Aufbrechen


Mein Mann ist Jäger. Wenn er ein Rehwild er legt hat, muss er es sofort aufbrechen, sonst verdirbt das Fleisch. Ich war noch
nicht dabei, wenn er dieser unsauberen Arbeit nachgegangen ist. Schon gar nicht will ich es mir vorstellen. Und doch bin ich
gefangen in diesem Bild: Aufbrechen.
Wenn ich aufbrechen muss aus Vertrautem, bin ich da nicht mitunter wie ein geschossenes Reh? Die Kugel aus des Jägers
Büchse streckt das Tier nieder. Das Neue, das Unbekannte, welchem ich mich stellen muss, trifft es mich nicht manchmal
wie eine tödliche Kugel?
Wann, wann nur kann ich mich überwinden und den ersten Schritt tun? Ach, ich kann so schlecht aus meiner Haut.

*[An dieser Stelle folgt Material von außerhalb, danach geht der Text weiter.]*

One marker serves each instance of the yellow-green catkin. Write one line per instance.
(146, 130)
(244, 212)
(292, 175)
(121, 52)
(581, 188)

„Du rennst noch ins Verderben, wenn du so weiter machst!“ höre ich aus weiter Ferne die Stimme meiner Mutter.
Wird das Reh nicht aufgebrochen, verdirbt das Fleisch.
Also muss auch ich endlich aufbrechen. Könnt ich doch sonst verderben. Wer will das schon? Ich nicht!
Da lasse ich ihn lieber zu, den scharfen Schnitt mit dem Aufbruchmesser, der die Hülle sprengt, die mich gefangen hält und mein Innerstes nach außen kehrt.